Not all tea party-aligned candidates are not as overwhelmingly turned on to Bevin as Camp Bevin or conservative groups would like to suggest. Pamela Mann, the former head of the Grant County, Ky., Republican Party, who has been a long standing supporter of the tea party, is a strong McConnell backer.

"Senator McConnell has been in Washington for a long time and he is the highest ranking Republican leader on the Hill," she said. "Why would I trade that for a freshman senator with absolutely no political experience of any kind?"

And in response to Bevin's campaign and others who are working to smear McConnell as a liberal, Mann reminds her tea party compatriots that McConnell was the one who led every Republican senator to vote against Obamacare.
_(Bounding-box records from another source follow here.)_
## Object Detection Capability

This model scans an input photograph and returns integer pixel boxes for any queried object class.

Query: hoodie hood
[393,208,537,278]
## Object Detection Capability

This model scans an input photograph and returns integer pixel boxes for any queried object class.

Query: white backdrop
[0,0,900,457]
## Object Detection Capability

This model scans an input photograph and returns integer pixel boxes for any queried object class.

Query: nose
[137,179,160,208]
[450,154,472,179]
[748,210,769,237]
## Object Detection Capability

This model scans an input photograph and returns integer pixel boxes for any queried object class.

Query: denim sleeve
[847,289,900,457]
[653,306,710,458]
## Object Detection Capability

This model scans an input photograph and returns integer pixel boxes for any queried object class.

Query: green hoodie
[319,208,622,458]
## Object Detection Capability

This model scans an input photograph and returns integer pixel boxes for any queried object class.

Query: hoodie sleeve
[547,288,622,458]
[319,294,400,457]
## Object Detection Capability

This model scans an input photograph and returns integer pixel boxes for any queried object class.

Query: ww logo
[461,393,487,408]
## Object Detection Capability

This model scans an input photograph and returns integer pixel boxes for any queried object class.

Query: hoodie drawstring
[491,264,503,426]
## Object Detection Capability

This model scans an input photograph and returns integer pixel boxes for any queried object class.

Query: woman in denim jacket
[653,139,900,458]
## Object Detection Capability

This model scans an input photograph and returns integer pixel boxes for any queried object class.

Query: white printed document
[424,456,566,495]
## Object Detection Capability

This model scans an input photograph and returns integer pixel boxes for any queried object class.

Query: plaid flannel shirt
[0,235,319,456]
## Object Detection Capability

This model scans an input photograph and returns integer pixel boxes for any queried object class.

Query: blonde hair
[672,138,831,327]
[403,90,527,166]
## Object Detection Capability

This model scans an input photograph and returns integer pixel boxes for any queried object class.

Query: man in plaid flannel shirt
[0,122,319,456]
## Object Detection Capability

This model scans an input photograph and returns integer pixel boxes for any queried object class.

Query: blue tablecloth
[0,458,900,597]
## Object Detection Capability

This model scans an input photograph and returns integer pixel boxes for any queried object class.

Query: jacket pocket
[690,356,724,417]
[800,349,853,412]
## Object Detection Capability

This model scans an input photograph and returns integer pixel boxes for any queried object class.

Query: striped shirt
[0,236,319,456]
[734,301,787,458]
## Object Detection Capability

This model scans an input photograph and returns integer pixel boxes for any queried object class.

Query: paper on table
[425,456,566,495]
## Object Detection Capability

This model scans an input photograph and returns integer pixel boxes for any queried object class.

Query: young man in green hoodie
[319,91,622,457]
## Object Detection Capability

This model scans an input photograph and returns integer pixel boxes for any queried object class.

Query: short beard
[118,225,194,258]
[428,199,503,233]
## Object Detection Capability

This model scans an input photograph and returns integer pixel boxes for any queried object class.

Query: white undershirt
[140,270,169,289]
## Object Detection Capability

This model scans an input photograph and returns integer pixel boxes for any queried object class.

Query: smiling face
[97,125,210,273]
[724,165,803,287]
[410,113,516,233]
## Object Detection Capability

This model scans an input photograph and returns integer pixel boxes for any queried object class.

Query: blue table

"They are still very politically naive; they don't understand how this game works. And yeah, if Bevin was to beat McConnell, the Democrats would have a heyday with that man," Mann told CBS News. "A vote for Bevin is a vote to put a Democrat in a seat in the Senate where we have had a Republican there for nearly 30 years."

This is not to say that Kentuckians are happy with McConnell, thought, as recent polling suggests he's facing a tough re-election fight.

The political naiveté of the tea party that has been criticized by frustrated Republicans and Democrats alike is unabashedly echoed by other tea party candidates.

Milton Wolf, a radiologist and tea party activist, recently announced that he will challenge incumbent Sen. Pat Roberts, R-Kansas, in next year's primary. Wolf emphasized to CBS News that he is a doctor and not a politician - he does not think his positions through in terms of what is tactically strategic.

Wolf, who claims to be a distant cousin of President Obama, plans to differentiate himself from Roberts, by focusing on Roberts' voting record. Roberts most recently voted against the Senate bill to end the government shutdown and was deemed the fifth most conservative senator in 2013 by the conservative group, Heritage Action. Wolf believes that the shutdown did not go far enough.

"We have a shutdown that shut down 17 percent of the federal government. We sent non-essential employees home. We learned for example that the EPA declared that 96 percent of employees are non-essential. We should have sent those non-essential employees home $17 trillion dollars ago," he told CBS News.

While candidates such as McDaniel, Bevin and Wolf think the shutdown will propel them to victory, some wonder whether it will widen the opportunity gap for Democrats in solidly Republican states in 2014 races.

Brian Eppstein, a Fort Worth-based lobbyist and Republican political strategist, notes that ultimately it will come down to two issues: "I don't think voters will look back and think about systemic debate, I think they will look back and when they think about the issues, they are going to think about, 'do I like or dislike the Affordable Care Act' and 'do I agree or disagree that the federal government is too large?'"

Jennifer Duffy, a senior editor for The Cook Political Report, told CBS News that it is just too soon to tell how voters will feel about tea party candidates.

"Does their membership follow them? If the answer is yes, then they could give some of these candidates a raise," Duffy told CBS News. "The most viable primary candidate right now is Bevin against McConnell and he was up before the shutdown. He's got money. Which is the first major hurdle."

"But it's possible. Are they viable general election candidates?  I mean, look where these states are. They're very red states but I think that Democrats learned over the last two cycles that if they can recruit a decent candidate, they can be competitive."